In [1]:
# Import libraries
import torch
import torch.nn as nn
import torch.optim as optim
import pandas as pd
import numpy as np
from sklearn.model_selection import train_test_split
from sklearn import metrics


In [2]:
# Select the device to use for processing
device = torch.device("cuda" if torch.cuda.is_available() else "cpu")


In [3]:
# Load the preprocessed data
data = pd.read_csv("datasets/train_dataset.csv")


In [4]:
# Split features and target variable
X = data.drop("Price", axis=1).values
y = data["Price"].values


In [5]:
# Split data into training and testing sets
X_train, X_test, y_train, y_test = train_test_split(X, y, test_size=0.2)


In [6]:
# Convert data to PyTorch tensors
X_train_tensor = torch.tensor(X_train, dtype=torch.float32).to(device)
y_train_tensor = torch.tensor(y_train, dtype=torch.float32).to(device)
X_test_tensor = torch.tensor(X_test, dtype=torch.float32).to(device)
y_test_tensor = torch.tensor(y_test, dtype=torch.float32).to(device)


In [7]:
# Define the neural network model
class HousePriceModel(nn.Module):
    def __init__(self, input_size):
        super(HousePriceModel, self).__init__()
        self.fc1 = nn.Linear(17, 17)
        self.fc2 = nn.Linear(17, 17)
        self.fc3 = nn.Linear(17, 17)
        self.fc4 = nn.Linear(17, 17)
        self.fc5 = nn.Linear(17, 1)

    def forward(self, x):
        x = torch.relu(self.fc1(x))
        x = torch.relu(self.fc2(x))
        x = torch.relu(self.fc3(x))
        x = torch.relu(self.fc4(x))
        x = self.fc5(x)
        return x
    

In [8]:
# Instantiate the model
input_size = X_train.shape[1]
model = HousePriceModel(input_size).to(device)


In [9]:
# Define loss function and optimization algorithm
criterion = nn.MSELoss()
optimizer = optim.Adam(model.parameters())


In [10]:
# Train the model
num_epochs = 10000
for epoch in range(num_epochs):
    # Forward pass
    outputs = model(X_train_tensor)
    loss = criterion(outputs, y_train_tensor.view(-1, 1))
    
    # Backward pass and optimization
    optimizer.zero_grad()
    loss.backward()
    optimizer.step()
    
    if (epoch+1) % 100 == 0:
        print(f'Epoch [{epoch+1}/{num_epochs}], Loss: {loss.item():.4f}')
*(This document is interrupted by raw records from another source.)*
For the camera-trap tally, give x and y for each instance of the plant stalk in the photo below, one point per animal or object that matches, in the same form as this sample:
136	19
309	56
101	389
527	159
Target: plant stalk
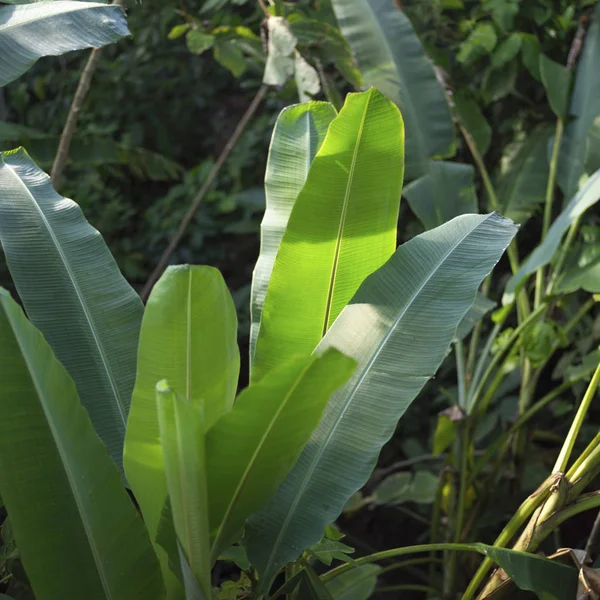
187	219
66	137
569	443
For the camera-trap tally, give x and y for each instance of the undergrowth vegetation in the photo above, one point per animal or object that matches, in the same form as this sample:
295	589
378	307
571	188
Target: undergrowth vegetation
402	399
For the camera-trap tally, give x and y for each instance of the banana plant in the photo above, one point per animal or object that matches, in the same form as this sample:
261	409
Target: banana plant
348	330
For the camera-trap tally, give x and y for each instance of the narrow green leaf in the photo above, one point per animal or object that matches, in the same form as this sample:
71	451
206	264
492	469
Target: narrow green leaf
78	533
297	137
31	31
357	584
251	449
342	228
557	81
472	119
73	293
189	335
543	254
182	439
391	59
523	175
447	191
398	327
583	108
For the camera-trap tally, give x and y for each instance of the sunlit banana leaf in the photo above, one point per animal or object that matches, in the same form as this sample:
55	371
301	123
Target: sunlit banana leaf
182	441
523	175
543	254
38	29
297	137
391	59
341	229
189	337
78	533
584	108
445	192
398	327
251	449
73	293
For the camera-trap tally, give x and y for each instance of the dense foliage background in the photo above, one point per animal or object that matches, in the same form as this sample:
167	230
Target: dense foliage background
162	107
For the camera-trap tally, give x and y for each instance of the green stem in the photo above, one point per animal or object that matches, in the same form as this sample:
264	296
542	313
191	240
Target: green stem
499	446
500	355
463	453
564	252
459	351
523	513
539	276
393	553
567	448
408	587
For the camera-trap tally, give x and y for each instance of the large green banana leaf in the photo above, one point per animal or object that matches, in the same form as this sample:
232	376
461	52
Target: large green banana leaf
297	137
445	192
252	448
543	254
523	175
189	337
182	433
73	293
398	328
78	532
391	59
341	229
584	108
39	29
Epoch [100/10000], Loss: 335257075712.0000
Epoch [200/10000], Loss: 157988651008.0000
Epoch [300/10000], Loss: 74021191680.0000
Epoch [400/10000], Loss: 70897893376.0000
Epoch [500/10000], Loss: 68692643840.0000
Epoch [600/10000], Loss: 66827210752.0000
Epoch [700/10000], Loss: 65269497856.0000
Epoch [800/10000], Loss: 64102797312.0000
Epoch [900/10000], Loss: 63303528448.0000
Epoch [1000/10000], Loss: 62780981248.0000
Epoch [1100/10000], Loss: 62450888704.0000
Epoch [1200/10000], Loss: 62234677248.0000
Epoch [1300/10000], Loss: 62067769344.0000
Epoch [1400/10000], Loss: 61905997824.0000
Epoch [1500/10000], Loss: 61686804480.0000
Epoch [1600/10000], Loss: 61388201984.0000
Epoch [1700/10000], Loss: 61026447360.0000
Epoch [1800/10000], Loss: 60529348608.0000
Epoch [1900/10000], Loss: 59930664960.0000
Epoch [2000/10000], Loss: 59187048448.0000
Epoch [2100/10000], Loss: 58293411840.0000
Epoch [2200/10000], Loss: 57271734272.0000
Epoch [2300/10000], Loss: 56182091776.0000
Epoch [2400/10000]

In [11]:
# Evaluate the model on the testing set
with torch.no_grad():
    model.eval()
    y_pred = model(X_test_tensor)
    test_loss = criterion(y_pred, y_test_tensor.view(-1, 1))
    print(f'Test Loss: {test_loss.item():.4f}')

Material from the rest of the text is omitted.